I proved in my replies:

"If you can prove [tex] ( a \wedge b \vee \neg c ) \rightarrow Contradiction [/tex], then
[tex] a \wedge b \rightarrow c [/tex] must be right."

I used the facts in my proof:

[tex] a \wedge \neg b = \neg ( a \rightarrow b ) = ( a \not \rightarrow b ) \not = \neg b \rightarrow \neg a \not = \neg a \not \rightarrow \neg b[/tex]

 

Let's simplify. I know for sure:


[tex]\neg ( a \rightarrow b ) = a \wedge \neg b [/tex]

So

[tex]( a \rightarrow b ) = \neg a \vee b[/tex]

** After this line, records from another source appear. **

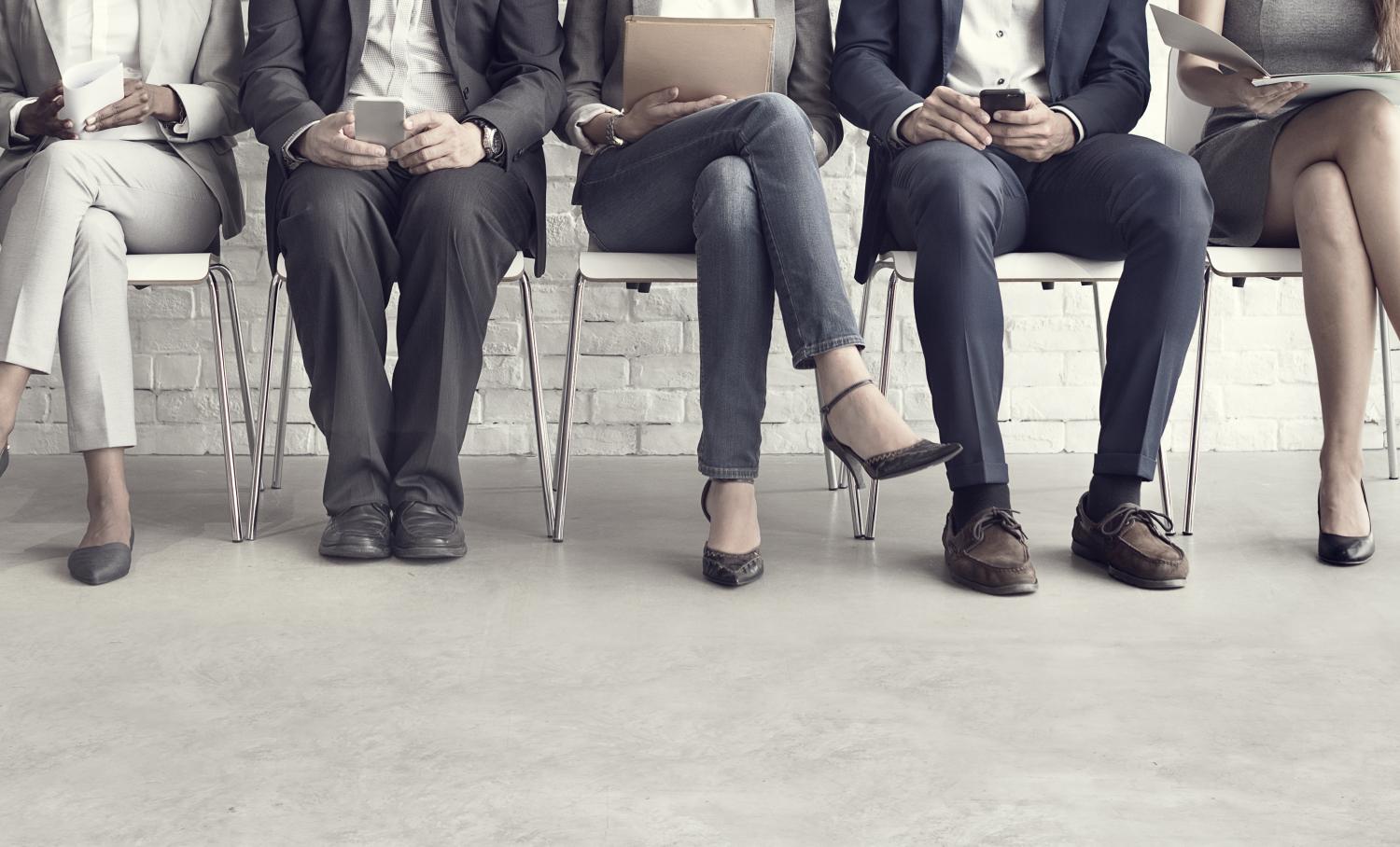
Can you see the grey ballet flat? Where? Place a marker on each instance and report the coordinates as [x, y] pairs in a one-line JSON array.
[[730, 570], [106, 563]]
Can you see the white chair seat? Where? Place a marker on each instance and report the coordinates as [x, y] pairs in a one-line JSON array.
[[168, 269], [512, 273], [1256, 260], [637, 268], [1033, 268]]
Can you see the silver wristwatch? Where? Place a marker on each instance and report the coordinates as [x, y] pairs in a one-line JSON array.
[[613, 139]]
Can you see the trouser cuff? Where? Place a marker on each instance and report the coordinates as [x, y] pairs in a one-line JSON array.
[[805, 358], [982, 474]]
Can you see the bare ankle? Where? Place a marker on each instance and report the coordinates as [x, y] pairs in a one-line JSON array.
[[108, 505]]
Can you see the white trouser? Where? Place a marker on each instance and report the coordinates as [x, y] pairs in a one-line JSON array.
[[66, 224]]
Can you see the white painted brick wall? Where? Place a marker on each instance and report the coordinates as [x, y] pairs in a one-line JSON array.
[[638, 375]]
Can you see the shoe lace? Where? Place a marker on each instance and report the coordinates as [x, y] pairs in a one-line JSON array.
[[1125, 516], [997, 517]]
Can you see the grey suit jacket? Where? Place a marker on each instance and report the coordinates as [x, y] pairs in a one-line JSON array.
[[801, 59], [504, 53], [192, 47]]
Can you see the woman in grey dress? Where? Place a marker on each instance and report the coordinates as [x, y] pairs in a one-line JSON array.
[[1318, 174]]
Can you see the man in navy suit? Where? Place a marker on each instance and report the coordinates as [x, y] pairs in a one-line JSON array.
[[440, 213], [963, 187]]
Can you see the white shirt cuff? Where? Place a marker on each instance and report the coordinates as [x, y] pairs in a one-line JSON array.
[[1074, 119], [14, 120], [290, 159], [580, 118], [893, 131]]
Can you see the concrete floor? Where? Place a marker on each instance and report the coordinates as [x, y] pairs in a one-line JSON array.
[[599, 692]]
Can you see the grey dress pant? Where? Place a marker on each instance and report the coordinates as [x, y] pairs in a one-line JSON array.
[[66, 224], [739, 187], [1109, 198], [445, 238]]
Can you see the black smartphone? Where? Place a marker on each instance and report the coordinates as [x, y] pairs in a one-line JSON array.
[[1002, 100]]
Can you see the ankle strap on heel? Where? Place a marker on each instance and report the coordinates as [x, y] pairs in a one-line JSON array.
[[840, 396]]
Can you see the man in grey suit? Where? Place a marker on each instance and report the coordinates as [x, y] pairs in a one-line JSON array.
[[441, 213]]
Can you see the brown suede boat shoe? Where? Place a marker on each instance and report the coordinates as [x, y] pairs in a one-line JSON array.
[[990, 553], [1131, 542]]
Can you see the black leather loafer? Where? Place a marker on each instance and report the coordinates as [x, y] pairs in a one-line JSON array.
[[358, 533], [423, 531], [106, 563], [898, 463]]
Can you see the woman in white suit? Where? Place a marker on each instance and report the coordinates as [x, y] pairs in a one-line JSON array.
[[150, 173]]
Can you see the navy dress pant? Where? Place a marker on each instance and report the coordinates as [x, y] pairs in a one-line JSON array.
[[1109, 198]]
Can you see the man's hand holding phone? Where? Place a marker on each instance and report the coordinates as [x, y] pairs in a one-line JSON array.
[[41, 118], [948, 117], [332, 145], [437, 142], [1035, 134]]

If I want to prove [tex]( a \rightarrow b )[/tex], then the finding [tex] a \wedge \neg b \rightarrow Contradiction[/tex] will prove it. Please, notice that [tex] \neg ( a \rightarrow b ) \rightarrow Contradiction [/tex] because the two statements are equivalent. As [tex] \neg ( a \rightarrow b ) [/tex] and [tex] ( a \rightarrow b ) [/tex] cannot be true at the same time, the conclusion must be valid.


Let's compare its logic to the logic in the case:

We notice that the argument is:
[tex]a \wedge b \rightarrow c = \neg ( a \rightarrow \neg b ) \rightarrow c [/tex]

So [tex] \neg ( \neg ( a \rightarrow \neg b ) \rightarrow c ) \rightarrow Contradiction [/tex] must prove it, by the logic above this reply.

Let's write its part differently:

[tex] \neg ( \neg ( a \rightarrow \neg b ) \rightarrow c ) = \neg ( a \rightarrow \neg b ) \not \rightarrow c = a \wedge b \not \rightarrow c [/tex]

So I need to find that:

[tex] ( a \wedge b \not \rightarrow c ) \rightarrow Contradiction = ( \neg a \vee \neg b \rightarrow \neg c ) \rightarrow Contradiction[/tex]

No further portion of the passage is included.